Next to which, in my copy of the book, you will find penciled the words “oh, snap”.
This section also include perhaps my favorite four lines of poetry, ever, up to this point (though I’m still relatively new to this whole shindig):
I am not inclined to the earth
or what ruined us or what
we became. I can only say
we cherish ruins
because is this not so true of so many of us.
I will not write a book report of every single section, though I’ll say the next one moves on to “Gorge” and after that it’s “The New Surrealism.” In “Gorge” we break out of this tidy two-line stanza pattern Henriksen has had going on, and words start to spread around the page a little more. There’s death lurking here:
She felt like flesh. She wasn’t hanging.
“All answers are hells.”
What she heard about their house dripped from the faucet.
In the morning the tapping and water filled with light
A bucket in the garage burned.
In “The New Surrealism” we’re in New York, mostly, and there’s this feeling that something has died. The voice is more personal, it feels like it might actually be the same person as who is writing the book. Is it always that? Is it never?
Which may make this an opportune moment to point out another aspect of this book I like, which is that because it is divided, as it is, into sections (which vary in their composition, some being long single poems, some being collections of individually titled poems, and some being poems of numbered sections) it asks us to grapple with the question of voice in poetry – who is speaking? When does the speaker change? How are the different speakers related?
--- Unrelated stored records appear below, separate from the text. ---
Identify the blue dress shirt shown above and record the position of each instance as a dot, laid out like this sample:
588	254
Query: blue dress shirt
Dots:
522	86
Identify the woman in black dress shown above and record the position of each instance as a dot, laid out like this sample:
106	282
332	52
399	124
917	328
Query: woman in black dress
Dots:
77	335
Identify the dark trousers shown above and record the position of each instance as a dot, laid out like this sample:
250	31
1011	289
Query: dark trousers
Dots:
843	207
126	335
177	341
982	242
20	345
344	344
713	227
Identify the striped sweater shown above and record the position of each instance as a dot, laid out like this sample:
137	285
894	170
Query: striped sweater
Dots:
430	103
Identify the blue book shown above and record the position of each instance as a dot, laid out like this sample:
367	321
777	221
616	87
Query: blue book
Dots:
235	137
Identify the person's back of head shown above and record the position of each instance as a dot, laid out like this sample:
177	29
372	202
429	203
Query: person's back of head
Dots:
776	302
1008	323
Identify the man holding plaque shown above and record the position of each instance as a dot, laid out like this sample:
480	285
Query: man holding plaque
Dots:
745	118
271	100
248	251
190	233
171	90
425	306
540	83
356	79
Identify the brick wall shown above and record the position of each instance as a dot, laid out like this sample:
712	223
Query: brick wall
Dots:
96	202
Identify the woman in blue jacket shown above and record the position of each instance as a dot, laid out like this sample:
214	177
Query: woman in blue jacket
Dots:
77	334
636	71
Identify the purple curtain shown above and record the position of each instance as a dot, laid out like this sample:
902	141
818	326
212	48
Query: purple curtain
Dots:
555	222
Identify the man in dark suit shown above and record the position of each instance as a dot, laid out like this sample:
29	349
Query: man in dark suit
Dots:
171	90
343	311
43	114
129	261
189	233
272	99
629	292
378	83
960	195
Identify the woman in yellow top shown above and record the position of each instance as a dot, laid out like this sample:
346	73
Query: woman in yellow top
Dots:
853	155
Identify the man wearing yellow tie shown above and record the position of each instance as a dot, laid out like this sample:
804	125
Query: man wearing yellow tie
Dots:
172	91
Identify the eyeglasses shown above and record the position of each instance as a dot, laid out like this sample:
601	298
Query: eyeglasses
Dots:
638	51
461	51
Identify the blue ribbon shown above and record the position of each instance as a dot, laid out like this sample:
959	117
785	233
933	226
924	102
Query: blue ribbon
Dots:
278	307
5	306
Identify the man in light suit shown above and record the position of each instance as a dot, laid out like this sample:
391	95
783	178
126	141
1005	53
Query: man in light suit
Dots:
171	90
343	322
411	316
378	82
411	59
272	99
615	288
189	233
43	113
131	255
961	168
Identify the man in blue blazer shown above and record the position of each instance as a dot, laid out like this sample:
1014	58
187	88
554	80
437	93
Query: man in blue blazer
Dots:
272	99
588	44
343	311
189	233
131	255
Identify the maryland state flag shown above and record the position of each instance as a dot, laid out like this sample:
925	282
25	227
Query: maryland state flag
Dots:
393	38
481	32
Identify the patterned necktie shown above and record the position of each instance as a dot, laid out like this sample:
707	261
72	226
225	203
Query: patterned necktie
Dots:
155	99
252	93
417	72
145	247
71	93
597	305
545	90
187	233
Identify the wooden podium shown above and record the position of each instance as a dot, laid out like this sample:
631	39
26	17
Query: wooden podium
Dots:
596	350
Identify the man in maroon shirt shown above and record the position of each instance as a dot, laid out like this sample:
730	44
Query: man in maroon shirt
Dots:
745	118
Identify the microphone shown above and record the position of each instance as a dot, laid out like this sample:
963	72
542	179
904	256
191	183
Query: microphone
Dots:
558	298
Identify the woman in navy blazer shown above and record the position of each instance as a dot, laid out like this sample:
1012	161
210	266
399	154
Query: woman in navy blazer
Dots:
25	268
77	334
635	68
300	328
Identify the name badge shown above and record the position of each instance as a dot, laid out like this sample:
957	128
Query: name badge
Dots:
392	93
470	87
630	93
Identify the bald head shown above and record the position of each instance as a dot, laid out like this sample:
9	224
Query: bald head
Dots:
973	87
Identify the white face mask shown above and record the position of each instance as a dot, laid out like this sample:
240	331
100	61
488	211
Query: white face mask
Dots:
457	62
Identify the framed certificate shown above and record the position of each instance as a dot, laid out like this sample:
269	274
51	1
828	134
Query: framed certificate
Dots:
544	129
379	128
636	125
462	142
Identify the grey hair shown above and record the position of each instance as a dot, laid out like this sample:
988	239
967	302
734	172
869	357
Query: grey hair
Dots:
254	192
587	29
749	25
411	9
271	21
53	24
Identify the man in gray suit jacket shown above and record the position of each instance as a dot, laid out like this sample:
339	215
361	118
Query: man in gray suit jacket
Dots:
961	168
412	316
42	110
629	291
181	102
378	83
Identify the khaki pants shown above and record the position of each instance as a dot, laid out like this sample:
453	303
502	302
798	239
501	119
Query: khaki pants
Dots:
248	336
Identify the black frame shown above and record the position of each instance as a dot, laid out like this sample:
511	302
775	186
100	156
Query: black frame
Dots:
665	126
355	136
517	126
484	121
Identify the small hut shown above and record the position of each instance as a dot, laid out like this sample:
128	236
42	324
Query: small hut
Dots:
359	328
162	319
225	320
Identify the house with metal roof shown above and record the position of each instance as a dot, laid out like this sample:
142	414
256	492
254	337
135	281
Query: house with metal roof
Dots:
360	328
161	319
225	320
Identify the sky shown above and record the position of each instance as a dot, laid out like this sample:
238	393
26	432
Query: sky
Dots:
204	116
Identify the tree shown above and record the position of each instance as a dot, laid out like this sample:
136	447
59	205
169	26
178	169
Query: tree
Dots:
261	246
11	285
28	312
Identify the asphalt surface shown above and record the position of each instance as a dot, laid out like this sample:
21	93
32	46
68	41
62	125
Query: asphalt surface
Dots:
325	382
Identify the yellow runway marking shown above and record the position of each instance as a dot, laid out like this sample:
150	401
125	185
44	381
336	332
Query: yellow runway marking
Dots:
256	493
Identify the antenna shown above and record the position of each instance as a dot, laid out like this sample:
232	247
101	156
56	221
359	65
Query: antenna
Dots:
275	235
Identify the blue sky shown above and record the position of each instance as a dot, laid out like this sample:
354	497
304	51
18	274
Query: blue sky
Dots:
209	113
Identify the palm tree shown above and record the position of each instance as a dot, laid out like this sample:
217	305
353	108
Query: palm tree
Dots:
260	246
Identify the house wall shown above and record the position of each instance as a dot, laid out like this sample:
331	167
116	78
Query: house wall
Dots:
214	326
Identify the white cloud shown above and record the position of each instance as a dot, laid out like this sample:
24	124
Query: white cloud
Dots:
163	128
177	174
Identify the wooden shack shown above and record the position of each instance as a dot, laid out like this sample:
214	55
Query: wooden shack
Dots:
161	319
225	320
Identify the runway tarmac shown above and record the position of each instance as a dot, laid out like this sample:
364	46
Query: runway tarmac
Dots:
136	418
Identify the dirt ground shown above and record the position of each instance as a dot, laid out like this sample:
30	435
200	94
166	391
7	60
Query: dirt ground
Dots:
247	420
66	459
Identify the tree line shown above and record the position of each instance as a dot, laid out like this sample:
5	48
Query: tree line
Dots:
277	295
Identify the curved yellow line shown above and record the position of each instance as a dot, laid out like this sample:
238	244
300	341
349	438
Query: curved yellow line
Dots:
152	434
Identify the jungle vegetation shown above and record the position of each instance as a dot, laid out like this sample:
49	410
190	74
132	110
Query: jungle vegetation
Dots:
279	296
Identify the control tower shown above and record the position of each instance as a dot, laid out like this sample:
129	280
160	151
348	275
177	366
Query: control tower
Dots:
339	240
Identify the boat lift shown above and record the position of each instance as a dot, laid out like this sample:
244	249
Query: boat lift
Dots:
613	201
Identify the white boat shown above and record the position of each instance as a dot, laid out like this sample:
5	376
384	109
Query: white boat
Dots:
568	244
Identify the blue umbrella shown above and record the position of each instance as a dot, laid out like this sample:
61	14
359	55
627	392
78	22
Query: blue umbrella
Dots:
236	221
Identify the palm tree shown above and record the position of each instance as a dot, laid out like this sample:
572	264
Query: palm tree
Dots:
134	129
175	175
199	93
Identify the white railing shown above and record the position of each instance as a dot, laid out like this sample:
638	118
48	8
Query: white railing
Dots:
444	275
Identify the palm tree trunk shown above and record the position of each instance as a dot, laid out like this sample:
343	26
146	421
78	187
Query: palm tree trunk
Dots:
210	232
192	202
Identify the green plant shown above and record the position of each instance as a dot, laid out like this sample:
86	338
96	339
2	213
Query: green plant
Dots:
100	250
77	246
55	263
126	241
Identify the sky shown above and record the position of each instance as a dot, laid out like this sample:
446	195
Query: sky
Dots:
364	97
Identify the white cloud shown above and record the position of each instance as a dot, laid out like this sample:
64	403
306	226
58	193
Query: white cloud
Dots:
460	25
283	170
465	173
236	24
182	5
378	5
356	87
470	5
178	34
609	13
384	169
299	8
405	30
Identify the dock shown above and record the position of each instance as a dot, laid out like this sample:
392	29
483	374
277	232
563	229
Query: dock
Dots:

I like to think that all of Ordinary Sun is spoken by the same person at different stages during their life, but maybe that’s not possible, or maybe it doesn’t matter.
The last two sections are “Beulah’s Rest” and “Ordinary Sun.” “Ordinary Sun” is a trip. It breaks all of the books earlier conventions of neat poetry-looking poetry, and has square sections of prose poems and stacks of long-lines, and lots and lots of figures from real life (Bille Holiday, Salman Rushdie) and bureaucratic diction and after reading it you might need to drink a glass of water and lie down for a bit.
After writing this review, I went and read an interview with Matthew Henriksen on Bookslut. He’s a bit brilliant. It would probably be of more use to you than this review, so go ahead and read it. Definitely read it if you are going to read his book. I am going to close here with two quotes from that interview that I copied in to my commonplace book:
Most contemporary narrative and rhetorical poems bore me because they limit themselves to statement, but the lyric can tell a narrative of perspective through immersion in an experience and can convey rhetoric by superimposing the poem’s perspective over the reader’s senses.
The less time I spend struggling with how to exist, how to survive, how to be happy, and the more I convince myself to drop my psychological burdens and just look at rocks and trees, the more I understand the potential within beauty.